The four-day work furloughs that had been in the immediate future for the 200 employees at the Northeast regional offices of the National Oceanic and Atmospheric Administration in Gloucester -- along with those of the other 12,300 NOAA employees nationwide — have been canceled.
In announcing the change, the agency said it had found other ways to meet its federal sequestration budget cut target for reduced spending, according to an internal email to employees which did not explain how much would be saved — or how.
The sequestration program, a formulaic set of spending cuts, was the alternative to failed budget and spending negotiations in 2012 between the Obama White House and Congress, especially the Republican-controlled House.
The NOAA Fishery employees in the Gloucester office are mostly professionals with a mean salary in excess of $50,000 a year, according to NOAA, which would mean the projected four-day furloughs would have trimmed spending by more than $120,000. NOAA Fisheries was assigned cuts of $73 million by the sequestration formula which required cuts in spending of $85 billion across the federal budget in the 2013 federal fiscal year ending Sept. 30.
The decision by Acting NOAA Administrator Kathryn Sullivan to cancel the furloughs of all 12,500 NOAA employees was made under pressure from Congress.
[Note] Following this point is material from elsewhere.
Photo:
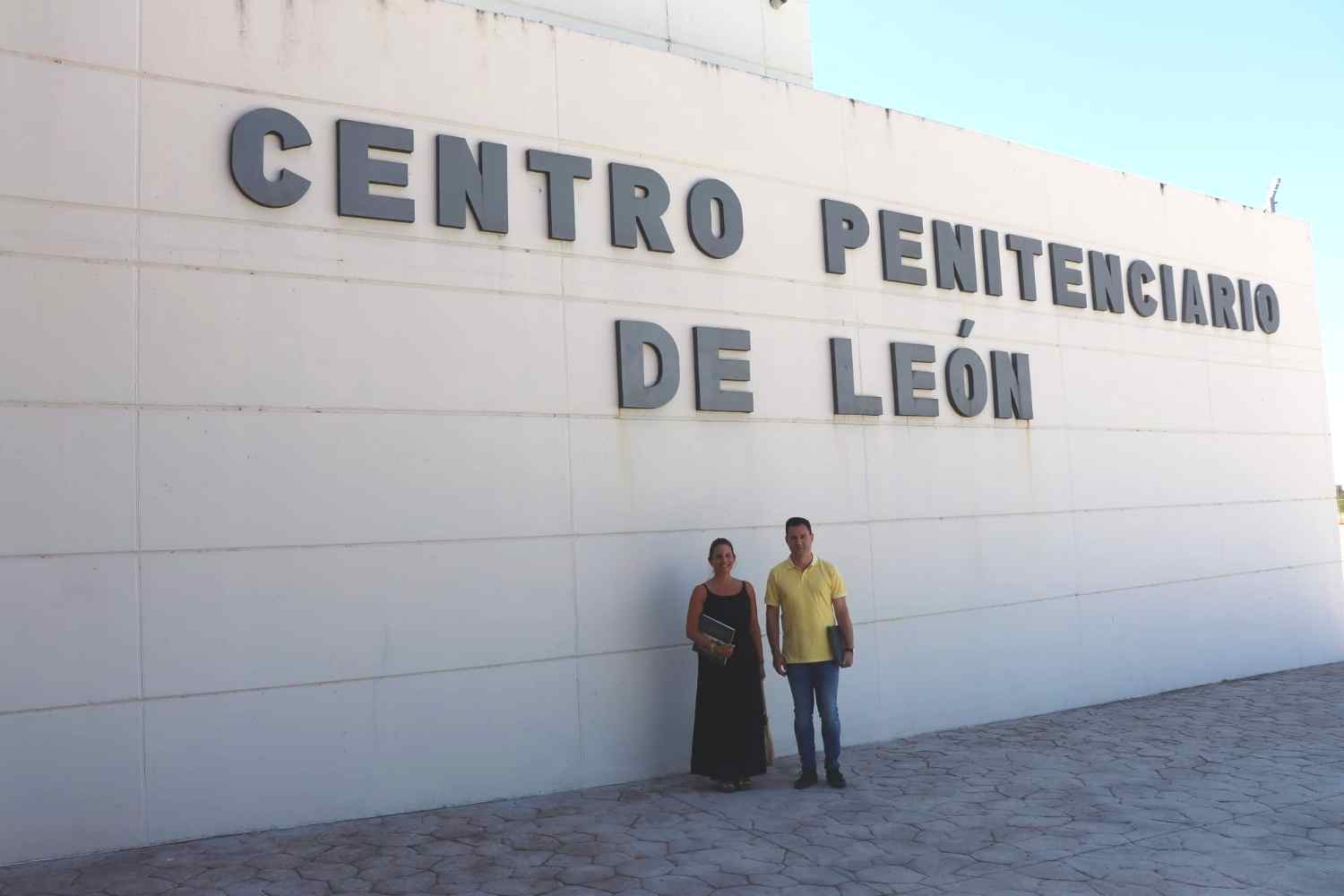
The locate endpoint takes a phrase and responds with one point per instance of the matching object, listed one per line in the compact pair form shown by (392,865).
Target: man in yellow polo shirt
(811,595)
That request was rooted in the deadly tornadoes of recent weeks, and Congress’ desire to avoid furloughing the agency’s 4,618 National Weather Service employees.
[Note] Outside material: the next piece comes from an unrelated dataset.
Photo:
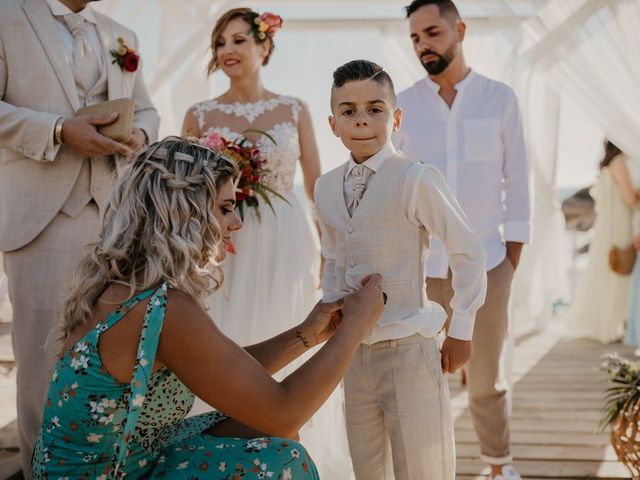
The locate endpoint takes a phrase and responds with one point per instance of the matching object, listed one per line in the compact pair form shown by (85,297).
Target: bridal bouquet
(251,188)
In an April memo to staff, Sullivan said the furlough plan would not risk mission critical work by employees of the National Weather Service. Rather than single out Weather Service workers, Sullivan then dropped the furlough plans for all NOAA personnel.
Sullivan announced her cancellation of all NOAA furloughs in an email at 11:30 p.m. last Friday. The text was published in the Washington Post’s weather blog early Saturday morning.
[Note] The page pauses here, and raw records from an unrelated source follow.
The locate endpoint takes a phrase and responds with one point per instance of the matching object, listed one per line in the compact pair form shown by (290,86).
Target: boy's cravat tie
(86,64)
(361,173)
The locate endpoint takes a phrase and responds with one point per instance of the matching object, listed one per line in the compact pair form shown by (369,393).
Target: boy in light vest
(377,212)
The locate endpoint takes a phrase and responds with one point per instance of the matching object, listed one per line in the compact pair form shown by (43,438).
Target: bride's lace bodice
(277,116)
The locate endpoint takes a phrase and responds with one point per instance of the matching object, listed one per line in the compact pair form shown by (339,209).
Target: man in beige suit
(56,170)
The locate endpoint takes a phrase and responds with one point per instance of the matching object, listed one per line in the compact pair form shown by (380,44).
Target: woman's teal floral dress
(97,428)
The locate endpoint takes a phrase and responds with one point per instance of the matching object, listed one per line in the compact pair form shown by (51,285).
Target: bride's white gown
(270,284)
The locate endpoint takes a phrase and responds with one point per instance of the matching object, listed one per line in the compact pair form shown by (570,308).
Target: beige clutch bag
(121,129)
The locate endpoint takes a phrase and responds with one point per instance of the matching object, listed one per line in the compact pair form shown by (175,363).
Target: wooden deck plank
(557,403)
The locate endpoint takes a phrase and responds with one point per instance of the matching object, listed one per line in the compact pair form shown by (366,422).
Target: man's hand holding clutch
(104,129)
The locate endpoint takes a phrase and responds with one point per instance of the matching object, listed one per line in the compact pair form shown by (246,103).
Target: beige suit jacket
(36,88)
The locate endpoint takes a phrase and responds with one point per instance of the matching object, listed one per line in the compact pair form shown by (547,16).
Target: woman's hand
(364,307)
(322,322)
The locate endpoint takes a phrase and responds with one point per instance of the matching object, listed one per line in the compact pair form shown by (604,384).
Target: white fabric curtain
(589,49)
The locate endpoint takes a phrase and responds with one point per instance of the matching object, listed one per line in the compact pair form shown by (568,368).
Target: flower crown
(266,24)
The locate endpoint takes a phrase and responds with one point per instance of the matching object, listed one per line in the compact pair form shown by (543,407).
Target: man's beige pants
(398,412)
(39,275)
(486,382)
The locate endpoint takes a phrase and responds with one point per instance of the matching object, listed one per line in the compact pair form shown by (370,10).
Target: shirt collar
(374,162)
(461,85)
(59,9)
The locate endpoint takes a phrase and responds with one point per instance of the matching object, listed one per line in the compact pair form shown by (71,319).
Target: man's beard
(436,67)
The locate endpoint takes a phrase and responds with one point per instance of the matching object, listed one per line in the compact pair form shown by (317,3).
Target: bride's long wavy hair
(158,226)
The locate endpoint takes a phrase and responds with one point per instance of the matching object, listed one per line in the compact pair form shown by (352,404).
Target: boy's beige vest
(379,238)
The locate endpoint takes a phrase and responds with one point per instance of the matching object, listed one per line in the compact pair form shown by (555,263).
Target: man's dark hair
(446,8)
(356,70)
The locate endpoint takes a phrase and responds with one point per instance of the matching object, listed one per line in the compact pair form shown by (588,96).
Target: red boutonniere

The cancellation of the furloughs came on the heels of the filing last week with the Senate Appropriations Committee of a petition signed by more than 150 members or allies of the fishing industry urging the permanent closing of NOAA’s Northeast regional office in Gloucester and the reallocation of savings for relief of the groundfishery’s “disaster” so declared by the acting commerce secretary eight months ago as catch limits were being radically reduced.
Despite urging from Gov. Deval Patrick and Rep. John Tierney, neither the Obama administration nor Congress has requested any disaster relief funding.
In late April, the approximately 200 employees of NOAA’s National Marine Fisheries Service employed in the Northeast Regional Office here were informed that they could expect to be furloughed for four days no earlier than June, according to a statement to the Times by Allison McHale, special assistant to Regional Administrator John Bullard.
NOAA’s parent cabinet agency, the Department of Commerce, estimated in a February letter to Sen. Barbara Mikulski, chairwoman of the Senate Appropriations Committee, that sequestration savings within the department would be $551 million, but would come at a high cost and delay launching a new generation of weather satellites.
”Forced reductions in funding for fishery stock assessments, at-sea observers, and support for the regional fishery management councils jeopardize NOAA’s ability to open fisheries that are economically important to our coastal communities, such as ground fish in New England ..,” Rebecca Blank, then the acting commerce secretary, wrote. “In addition, with these reductions in data and support for scientific analysis, NOAA will be forced to manage fisheries throughout the Nation more conservatively, which could mean smaller quotas and earlier closures as protections against overfishing.
”The economic impacts of these measures are unknowable at this point, but could be significant,” Blank wrote.
She has since left office, however, and pending the confirmation by the Senate of President Obama’s nominee as secretary — Chicago real estate businesswoman Penny Pritzger — Cameron Kerry of Massachusetts, NOAA’s counsel and the brother of Secretary of State John Kerry, is acting secretary.
Sullivan’s email said she was “pleased to report that this evening the Department of Commerce transmitted to Congress a new sequestration plan. This was possible because of an increase in flexibility in how we use our funding within the organization.”
In her email Friday night, Sullivan told employees that “for weeks, we have been working diligently to present a plan that represented the best way to ensure that we met these goals within the financial resources we have been given. When we initially received our appropriation in late March, some of our colleagues were facing up to 10 days of furlough, while others were facing up to 20. This was neither acceptable nor executable.
”Therefore,” she wrote, “we looked for every other option possible to manage through these serious fiscal challenges, including the proposal we have been communicating with all of you this past month. Because of this new development we are cancelling our intent to furlough all 12,000 of our employees,” Sullivan wrote.
“I’m glad the administration has worked to end furloughs for (NOAA) keep our weather forecasters, coast surveyors, fishery managers and essential NOAA employees on the job,” she wrote. “But to end the furlough, other important priorities like improving satellite weather forecasting and constructing new vessels to replace NOAA’s aging fleet had to be put on hold. These choices show that Congress needs to take action to end sequester now.”